For those of you with hereditary breast cancer in your family, we’ve already talked in the past about getting tested for any of the genetic mutations that are likely to cause you to develop breast cancer, often far earlier in life than most people who get cancer do.  BRCA1 (the one I have) and BRCA2 account for only about 5% of all breast cancers, and are easily testable.  If you have a family member who contracted breast or ovarian or uterine cancer before age 40 you might easily be able to convince your insurance to pay for the test; even more likely if a relative has the actual gene.  For those many uninsured, I’ve been told it’s only a few hundred dollars for the test, which is definitely worth it compared to the hundreds of thousands of dollars cancer costs.  They’re also finding more genetic factors besides just these two that contribute to a higher tendency to develop breast cancer at any point along the living way.

I just got correspondence from my mom that I’m sure she won’t mind me sharing a part of here, as examples of what I mean.  She was one of those many women who had lumpy breast texture by nature, and even went in a couple of times to get small lumps checked out (always benign).  I know several of you out there like that; I know others with some of the factors described below, so please take this seriously.  No one, but no one wants to go what I’ve had to go through over the past two years to stay alive thanks to rogue mammary tissue.  It’s not worth it, trust me, especially when there are so many other options.

For those who don’t know, my mother just made the very hard decision to have double mastectomies as a prophylactic measure — meaning she’s not had any cancerous or even pre-cancerous signs show up in her breasts but because she tested positive, as I do, for BRCA1, she decided to remove the biggest source of the danger before any problems showed up.  She requested meticulous testing of the tissue after the fact, to see what might have been hiding in there besides the known genetic flaw.  She picked one of the best surgeons in the Dallas area, and one who has actually organized a group to spread the word about BRCA and other genetic cancers.  She learned that although she has no active cancer cells in either breast, she has “lobular hyperplasia markers” in the right breast and “prolific fiber cystic changes at the cellular level in both breasts”.  Both of these increase your chances of breast cancer by 2-4% each.  That may not sound like much, but a nearly 5-10% increase on top of the 40-85% increase the BRCA mutation gives means that for her it was just a matter of time before something went wrong.  So she feels even better about making the right choice than she did before the surgery.  I hope in a later post to have a more personal account from her, perhaps even interview-style, of the differences in making a decision about prophylactic surgery, which seems to me on some level to be a much harder decision than when something has already gone wrong and there’s already an obvious solution to your problem (surgery or death), like I have had to deal with.

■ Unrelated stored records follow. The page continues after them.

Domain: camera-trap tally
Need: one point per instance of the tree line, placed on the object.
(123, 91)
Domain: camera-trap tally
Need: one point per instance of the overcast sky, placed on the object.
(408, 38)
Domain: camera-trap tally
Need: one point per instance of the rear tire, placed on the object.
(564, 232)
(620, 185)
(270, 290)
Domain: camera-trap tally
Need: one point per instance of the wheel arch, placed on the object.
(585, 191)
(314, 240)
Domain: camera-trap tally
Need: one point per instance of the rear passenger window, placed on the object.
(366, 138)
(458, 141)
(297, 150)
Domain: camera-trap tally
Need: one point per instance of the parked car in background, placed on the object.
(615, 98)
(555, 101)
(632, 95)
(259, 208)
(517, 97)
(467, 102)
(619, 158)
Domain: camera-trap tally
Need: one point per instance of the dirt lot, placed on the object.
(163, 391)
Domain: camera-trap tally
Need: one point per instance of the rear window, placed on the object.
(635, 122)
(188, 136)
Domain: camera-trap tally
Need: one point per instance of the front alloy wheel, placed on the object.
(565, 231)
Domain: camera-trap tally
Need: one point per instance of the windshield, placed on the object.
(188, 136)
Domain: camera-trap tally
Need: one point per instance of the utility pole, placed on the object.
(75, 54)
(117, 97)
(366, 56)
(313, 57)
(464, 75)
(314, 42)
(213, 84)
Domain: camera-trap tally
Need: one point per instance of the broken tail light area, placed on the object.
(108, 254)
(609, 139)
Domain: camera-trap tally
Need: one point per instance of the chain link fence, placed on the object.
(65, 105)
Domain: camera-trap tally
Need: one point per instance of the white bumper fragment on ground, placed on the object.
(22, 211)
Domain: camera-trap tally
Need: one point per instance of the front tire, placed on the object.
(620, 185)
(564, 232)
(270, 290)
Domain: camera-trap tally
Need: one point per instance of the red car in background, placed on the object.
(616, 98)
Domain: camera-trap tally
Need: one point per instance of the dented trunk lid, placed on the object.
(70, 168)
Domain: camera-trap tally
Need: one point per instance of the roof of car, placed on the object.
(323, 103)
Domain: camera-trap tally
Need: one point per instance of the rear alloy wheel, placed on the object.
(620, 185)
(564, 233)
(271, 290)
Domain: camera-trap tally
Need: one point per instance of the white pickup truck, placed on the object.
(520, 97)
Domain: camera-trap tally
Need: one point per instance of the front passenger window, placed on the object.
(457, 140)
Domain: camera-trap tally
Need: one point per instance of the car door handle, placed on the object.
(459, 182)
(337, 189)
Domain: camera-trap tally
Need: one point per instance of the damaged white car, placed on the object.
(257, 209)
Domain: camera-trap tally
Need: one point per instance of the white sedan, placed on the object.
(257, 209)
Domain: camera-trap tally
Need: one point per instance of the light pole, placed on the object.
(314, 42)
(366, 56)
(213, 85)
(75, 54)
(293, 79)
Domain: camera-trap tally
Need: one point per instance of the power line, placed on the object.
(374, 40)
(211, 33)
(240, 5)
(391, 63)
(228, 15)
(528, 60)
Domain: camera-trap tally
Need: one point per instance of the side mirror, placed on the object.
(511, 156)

Scrape together, beg, save, or borrow, but if you have any reason to believe you’re a higher-risk person for breast cancer don’t live with that fear, go find out what there is to know, which is more every day thanks to all the help groups and organizations out there.  Don’t put it off with the “well it probably won’t happen to me” excuse; my mother had that as the perfect excuse — making it to her mid-50s with no major scares, breast-feeding two children with no problems as a younger parent.  And then look at her statistics; not very comforting, those.  The BEST she was looking at was someone 46% more likely than the average person to develop breast cancer, and the worst at 93% was practically a guarantee.  Don’t let that be you.  Do your monthly breast checks, sure; but if it runs in your family don’t stop there.  Find a doctor who will work with you to educate you on options, risk factors, and all the other things you can do to take charge of your own health, to live the longest your particular set of genetic factors will let you, rather than playing games of statistics with the universe.  (It tends to cheat.)